Erosive pustular dermatosis of the scalp (EPDS) is an uncommon, chronic, and progressive amicrobial pustular idiopathic disorder most commonly occurring on the scalp of elderly females and ultimately leading to scarring alopecia.1 The combination of the clinical picture, negative microbiological exam, and the histopathological exclusion of other inflammatory conditions allows for a correct diagnosis. It is generally accepted that histopathology is nonspecific and of little value in diagnosing EPDS.2,3 To delineate the clinicopathologic spectrum of the disease, the clinical and pathological records of patients with a diagnosis of EPDS from 2011–2016 were reviewed. Thirty patients were identified, including 22 males and 8 females (mean age at disease diagnosis: 77 years). The mean disease duration before diagnosis was 15 months, ranging from 3–36 months. EPDS was clinically suspected in only three patients, whereas nonmelanoma skin cancers comprised the majority of considerations (21/30). Severe androgenetic alopecia was present in 19 patients. Triggering factors included mechanical trauma in 10 patients, surgical procedures in four patients, and herpes zoster virus infection in one patient. Three patients were affected by autoimmune disorders. The vertex was the most common disease location and presentation varied markedly from tiny, erosive, scaly lesions to crusted and haemorrhagic plaques mimicking pustular pyoderma gangrenosum. The pathologic changes differed according to the lesion type, disease duration, and baldness severity.

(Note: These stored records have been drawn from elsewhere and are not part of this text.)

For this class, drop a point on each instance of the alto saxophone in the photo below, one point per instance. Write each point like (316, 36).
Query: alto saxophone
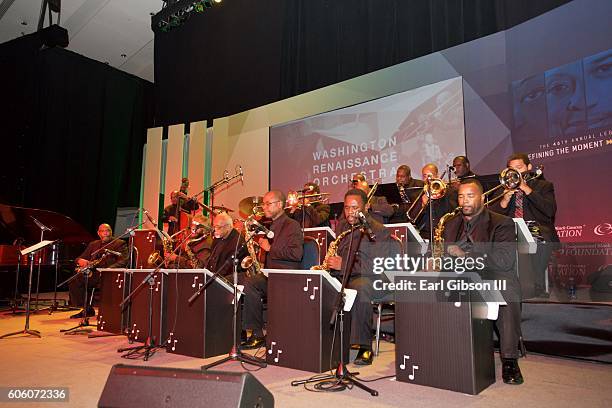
(156, 259)
(331, 251)
(250, 262)
(437, 250)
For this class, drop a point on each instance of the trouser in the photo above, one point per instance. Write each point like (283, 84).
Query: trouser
(255, 289)
(76, 288)
(509, 329)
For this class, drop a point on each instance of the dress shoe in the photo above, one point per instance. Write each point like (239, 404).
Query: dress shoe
(364, 357)
(253, 343)
(90, 312)
(511, 373)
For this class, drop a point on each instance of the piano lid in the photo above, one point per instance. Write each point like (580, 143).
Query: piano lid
(16, 222)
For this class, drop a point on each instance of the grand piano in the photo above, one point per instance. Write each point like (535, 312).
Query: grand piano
(21, 227)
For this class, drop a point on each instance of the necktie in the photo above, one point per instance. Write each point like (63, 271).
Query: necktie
(518, 204)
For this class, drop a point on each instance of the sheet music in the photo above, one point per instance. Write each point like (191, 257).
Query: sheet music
(316, 229)
(36, 247)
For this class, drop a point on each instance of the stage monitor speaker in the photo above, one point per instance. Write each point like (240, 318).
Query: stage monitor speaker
(136, 386)
(54, 36)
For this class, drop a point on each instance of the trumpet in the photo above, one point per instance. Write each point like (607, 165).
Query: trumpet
(296, 200)
(511, 179)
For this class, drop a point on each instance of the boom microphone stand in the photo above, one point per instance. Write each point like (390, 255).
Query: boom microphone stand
(149, 345)
(30, 252)
(342, 377)
(81, 327)
(235, 354)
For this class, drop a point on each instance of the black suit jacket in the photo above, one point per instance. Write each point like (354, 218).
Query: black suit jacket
(539, 206)
(222, 254)
(383, 246)
(493, 235)
(287, 246)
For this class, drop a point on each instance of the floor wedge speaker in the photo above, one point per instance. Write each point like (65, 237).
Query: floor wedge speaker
(136, 386)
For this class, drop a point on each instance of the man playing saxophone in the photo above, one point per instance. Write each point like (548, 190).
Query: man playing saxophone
(227, 239)
(284, 250)
(361, 271)
(479, 232)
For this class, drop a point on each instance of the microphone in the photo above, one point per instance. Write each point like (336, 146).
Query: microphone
(151, 220)
(366, 224)
(112, 252)
(40, 224)
(260, 227)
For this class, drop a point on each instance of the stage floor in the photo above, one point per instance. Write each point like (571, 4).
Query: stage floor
(82, 364)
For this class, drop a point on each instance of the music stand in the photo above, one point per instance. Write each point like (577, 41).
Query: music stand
(235, 353)
(30, 251)
(342, 377)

Biopsies of patients with severe androgenetic or total baldness (Figure 1A) produced specimens showing nonspecific pathologic changes (22/30), including atrophic, eroded and/or thickened epidermis with spongiform pustules and overlying scale-crusts, granulation tissue, variable dermal fibrosis, and hair loss (Figure 1B). The infiltrate was a mix of lymphocytes, neutrophils, and plasma cells. Interestingly, in patients with a hair-bearing scalp (Figure 1C), histopathologic examination identified eight cases with a dense infiltrate of neutrophils and lymphocytes around and within the infundibula of multiple, adjacent terminal hair follicles in concert with prominent spongiosis and focal or total disruption of the follicle wall (Figure 1D). Extravasated erythrocytes were also seen in the surrounding stroma. All patients were treated with high-potency steroids applied topically overnight; 27 patients showed marked improvement after 4 weeks. The remaining three patients were unresponsive to the topical steroids and were treated with low-dose systemic prednisone (0.5 mg/kg/day) for 2 weeks with gradual tapering, and then showed improvement. The maintenance regimen for all patients consisted of twice weekly clobetasol propionate 0.05% ointment applications and sun avoidance.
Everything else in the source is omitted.